The problem is, I can only use opengl 3.1 on my laptop. According to the documentation, samplers are only available at opengl 3.3 or higher, but here's where I'm getting a bit confused.
I can use 'glGenSamplers' just fine, no errors are generated and the sampler ID seems fine as well. When using 'glBindSampler' on a valid texture, I get a 'GL_INVALID_VALUE​' error.
Can anyone clear this up for me? If samplers aren't available in opengl 3.1, why can I use glGenSamplers without a problem?
What can I do to provide backwards compatibility? I'm guessing my only option will be to set the texture parameters every time the texture is being used for rendering, if samplers aren't available?
There are two possibilities:
Your graphics card/driver supports ARB_sampler_objects, in this case it is unsurprising that the function is supported. Feel free to use it.
The function is present anyway. In this case, strange as it sounds, you are not allowed to use it.

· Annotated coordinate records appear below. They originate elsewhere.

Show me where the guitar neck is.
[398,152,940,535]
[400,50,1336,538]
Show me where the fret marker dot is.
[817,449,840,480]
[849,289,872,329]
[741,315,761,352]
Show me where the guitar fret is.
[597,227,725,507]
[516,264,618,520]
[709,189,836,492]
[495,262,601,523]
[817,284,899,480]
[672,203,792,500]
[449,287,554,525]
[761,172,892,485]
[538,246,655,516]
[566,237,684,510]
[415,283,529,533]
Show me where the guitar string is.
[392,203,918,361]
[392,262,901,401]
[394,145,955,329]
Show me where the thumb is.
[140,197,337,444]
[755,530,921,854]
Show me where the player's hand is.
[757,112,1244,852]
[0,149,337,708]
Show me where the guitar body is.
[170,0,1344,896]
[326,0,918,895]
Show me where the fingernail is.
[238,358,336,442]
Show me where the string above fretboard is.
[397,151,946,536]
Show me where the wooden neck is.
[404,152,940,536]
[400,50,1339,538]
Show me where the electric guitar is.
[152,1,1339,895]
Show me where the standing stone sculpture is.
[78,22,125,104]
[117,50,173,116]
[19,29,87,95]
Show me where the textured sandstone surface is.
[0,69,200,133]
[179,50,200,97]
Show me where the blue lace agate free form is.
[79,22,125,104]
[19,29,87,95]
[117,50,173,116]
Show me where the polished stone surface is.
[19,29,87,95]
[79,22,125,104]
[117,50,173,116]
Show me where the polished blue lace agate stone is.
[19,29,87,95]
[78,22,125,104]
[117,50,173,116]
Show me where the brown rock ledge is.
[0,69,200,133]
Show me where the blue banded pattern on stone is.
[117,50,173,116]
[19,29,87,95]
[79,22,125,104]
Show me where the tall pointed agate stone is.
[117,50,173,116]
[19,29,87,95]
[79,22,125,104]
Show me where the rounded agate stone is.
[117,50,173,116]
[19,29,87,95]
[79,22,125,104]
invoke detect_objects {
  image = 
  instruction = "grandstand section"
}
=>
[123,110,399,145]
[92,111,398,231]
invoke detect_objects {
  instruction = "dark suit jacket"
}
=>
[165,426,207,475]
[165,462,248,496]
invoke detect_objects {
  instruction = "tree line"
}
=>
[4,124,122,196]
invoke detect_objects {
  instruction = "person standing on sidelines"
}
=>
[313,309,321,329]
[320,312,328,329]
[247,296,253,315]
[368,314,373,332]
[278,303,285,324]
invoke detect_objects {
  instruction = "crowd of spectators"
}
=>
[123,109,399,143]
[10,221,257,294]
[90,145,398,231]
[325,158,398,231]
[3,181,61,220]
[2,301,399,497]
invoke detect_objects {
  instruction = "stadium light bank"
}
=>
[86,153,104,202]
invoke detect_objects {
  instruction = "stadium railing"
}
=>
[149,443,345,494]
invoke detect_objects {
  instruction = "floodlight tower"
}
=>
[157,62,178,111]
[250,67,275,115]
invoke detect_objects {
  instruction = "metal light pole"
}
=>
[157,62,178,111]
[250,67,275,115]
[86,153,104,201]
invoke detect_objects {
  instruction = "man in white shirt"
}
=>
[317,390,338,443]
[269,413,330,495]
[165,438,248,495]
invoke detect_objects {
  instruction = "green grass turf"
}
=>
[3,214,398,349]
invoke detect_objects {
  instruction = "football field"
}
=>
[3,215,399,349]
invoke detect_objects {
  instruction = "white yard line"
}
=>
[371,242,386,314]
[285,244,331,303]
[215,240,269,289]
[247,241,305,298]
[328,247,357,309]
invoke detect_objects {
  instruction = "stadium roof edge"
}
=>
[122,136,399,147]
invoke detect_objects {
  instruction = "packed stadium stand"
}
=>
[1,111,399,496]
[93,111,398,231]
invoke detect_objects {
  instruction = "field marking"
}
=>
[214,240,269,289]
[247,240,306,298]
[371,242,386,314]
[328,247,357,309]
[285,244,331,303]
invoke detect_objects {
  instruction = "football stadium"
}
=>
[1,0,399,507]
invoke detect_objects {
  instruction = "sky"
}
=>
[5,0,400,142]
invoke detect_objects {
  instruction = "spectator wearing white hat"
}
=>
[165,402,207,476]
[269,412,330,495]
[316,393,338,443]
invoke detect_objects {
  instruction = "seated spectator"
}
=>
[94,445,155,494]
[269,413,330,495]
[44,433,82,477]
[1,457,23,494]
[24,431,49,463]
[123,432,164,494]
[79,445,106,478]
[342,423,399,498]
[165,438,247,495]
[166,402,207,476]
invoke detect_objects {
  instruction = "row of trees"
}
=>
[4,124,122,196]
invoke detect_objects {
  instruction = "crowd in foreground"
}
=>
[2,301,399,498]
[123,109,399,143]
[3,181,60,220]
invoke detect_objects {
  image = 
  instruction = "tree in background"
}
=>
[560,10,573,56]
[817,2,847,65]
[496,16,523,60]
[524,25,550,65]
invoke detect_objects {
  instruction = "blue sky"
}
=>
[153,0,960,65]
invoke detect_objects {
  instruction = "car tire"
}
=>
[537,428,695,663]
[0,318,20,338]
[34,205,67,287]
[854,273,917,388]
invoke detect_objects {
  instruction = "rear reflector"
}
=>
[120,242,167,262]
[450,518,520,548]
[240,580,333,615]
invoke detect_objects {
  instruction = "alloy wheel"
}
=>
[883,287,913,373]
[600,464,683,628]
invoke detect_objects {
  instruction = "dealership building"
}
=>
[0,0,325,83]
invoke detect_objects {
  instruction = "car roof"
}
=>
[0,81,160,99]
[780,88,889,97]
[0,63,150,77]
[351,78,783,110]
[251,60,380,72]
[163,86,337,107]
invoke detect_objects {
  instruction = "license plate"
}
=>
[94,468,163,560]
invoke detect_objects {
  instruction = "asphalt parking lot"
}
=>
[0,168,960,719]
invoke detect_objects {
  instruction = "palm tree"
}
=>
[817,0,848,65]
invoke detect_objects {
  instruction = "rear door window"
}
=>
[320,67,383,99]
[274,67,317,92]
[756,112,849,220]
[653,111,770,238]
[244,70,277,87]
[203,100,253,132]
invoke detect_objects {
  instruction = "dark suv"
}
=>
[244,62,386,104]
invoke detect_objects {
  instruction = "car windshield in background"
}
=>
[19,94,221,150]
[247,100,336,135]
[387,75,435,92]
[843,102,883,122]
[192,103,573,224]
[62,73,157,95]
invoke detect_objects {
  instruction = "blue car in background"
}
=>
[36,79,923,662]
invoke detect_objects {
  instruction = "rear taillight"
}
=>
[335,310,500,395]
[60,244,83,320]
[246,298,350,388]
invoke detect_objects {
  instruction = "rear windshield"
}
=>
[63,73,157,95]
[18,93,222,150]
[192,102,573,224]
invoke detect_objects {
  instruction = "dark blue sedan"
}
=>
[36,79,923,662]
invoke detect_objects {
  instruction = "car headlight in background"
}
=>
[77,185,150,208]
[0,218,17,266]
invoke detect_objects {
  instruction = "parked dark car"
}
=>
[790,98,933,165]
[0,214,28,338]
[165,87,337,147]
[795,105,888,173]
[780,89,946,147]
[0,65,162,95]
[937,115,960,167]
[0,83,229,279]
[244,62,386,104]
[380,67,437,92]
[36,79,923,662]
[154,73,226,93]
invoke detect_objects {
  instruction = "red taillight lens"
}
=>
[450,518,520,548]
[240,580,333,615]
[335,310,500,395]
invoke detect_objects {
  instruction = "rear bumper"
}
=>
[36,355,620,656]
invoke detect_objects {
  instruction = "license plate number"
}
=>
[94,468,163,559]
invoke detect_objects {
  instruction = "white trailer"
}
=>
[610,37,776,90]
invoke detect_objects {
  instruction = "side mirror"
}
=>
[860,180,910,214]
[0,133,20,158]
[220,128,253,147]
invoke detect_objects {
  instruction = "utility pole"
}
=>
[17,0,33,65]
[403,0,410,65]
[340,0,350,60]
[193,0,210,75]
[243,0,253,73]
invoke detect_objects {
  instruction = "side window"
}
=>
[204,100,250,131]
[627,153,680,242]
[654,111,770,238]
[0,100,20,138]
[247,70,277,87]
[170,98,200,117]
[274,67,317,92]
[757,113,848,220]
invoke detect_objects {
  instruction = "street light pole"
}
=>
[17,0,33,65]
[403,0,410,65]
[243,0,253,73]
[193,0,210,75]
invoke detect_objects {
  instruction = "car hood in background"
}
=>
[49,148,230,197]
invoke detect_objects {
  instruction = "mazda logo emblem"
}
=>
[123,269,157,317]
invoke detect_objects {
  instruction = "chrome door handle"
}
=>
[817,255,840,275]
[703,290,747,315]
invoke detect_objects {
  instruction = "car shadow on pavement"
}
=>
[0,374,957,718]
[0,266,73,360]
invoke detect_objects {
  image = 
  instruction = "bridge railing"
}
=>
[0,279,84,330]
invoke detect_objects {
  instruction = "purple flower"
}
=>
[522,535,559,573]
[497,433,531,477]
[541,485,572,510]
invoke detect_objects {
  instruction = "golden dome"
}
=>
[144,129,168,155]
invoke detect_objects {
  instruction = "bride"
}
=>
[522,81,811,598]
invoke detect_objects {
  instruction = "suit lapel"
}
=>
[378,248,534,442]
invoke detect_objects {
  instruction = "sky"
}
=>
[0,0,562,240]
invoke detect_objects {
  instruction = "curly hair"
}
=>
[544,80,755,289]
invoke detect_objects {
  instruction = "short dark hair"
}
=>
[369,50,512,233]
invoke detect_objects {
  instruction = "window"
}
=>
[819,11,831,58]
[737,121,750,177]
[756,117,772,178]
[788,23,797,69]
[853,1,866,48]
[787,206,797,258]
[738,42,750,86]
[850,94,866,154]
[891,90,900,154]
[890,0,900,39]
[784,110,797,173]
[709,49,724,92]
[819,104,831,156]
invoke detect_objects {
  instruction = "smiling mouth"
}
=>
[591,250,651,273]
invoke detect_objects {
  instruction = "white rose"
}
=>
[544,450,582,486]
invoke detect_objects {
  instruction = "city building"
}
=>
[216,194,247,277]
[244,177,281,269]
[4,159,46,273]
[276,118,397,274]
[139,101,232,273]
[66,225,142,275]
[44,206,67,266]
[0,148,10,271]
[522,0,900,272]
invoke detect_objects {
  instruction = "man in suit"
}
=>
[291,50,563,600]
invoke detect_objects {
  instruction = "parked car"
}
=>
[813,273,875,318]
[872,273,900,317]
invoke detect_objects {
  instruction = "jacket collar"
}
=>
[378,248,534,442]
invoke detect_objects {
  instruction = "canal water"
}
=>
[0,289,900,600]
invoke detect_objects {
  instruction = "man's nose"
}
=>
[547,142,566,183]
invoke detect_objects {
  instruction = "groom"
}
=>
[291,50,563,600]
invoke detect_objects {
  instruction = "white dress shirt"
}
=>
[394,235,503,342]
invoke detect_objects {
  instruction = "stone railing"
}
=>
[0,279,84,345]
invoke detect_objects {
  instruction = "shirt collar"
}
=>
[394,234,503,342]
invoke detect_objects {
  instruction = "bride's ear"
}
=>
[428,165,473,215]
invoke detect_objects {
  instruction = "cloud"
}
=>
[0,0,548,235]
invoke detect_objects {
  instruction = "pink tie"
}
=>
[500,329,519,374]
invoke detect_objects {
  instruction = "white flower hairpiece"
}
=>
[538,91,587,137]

Check whether glGetStringi(GL_EXTENSION, ...) returns the sampler objects extension at some index. Only functionality from extensions that the implementation advertizes as "supported" is allowed to be used.
If you find some functions despite no support, they might work anyway, but they might as well not. It's undefined.
Note that although you would normally expect the function being named glGenSamplersARB when it comes from an ARB extension, that is not the case here, since this is a "backwards extension" that provides selected functionality which is present identically in a later version on hardware which isn't able to provide the full functionality of that later version.
(About the error code, note comment by Brett Hale)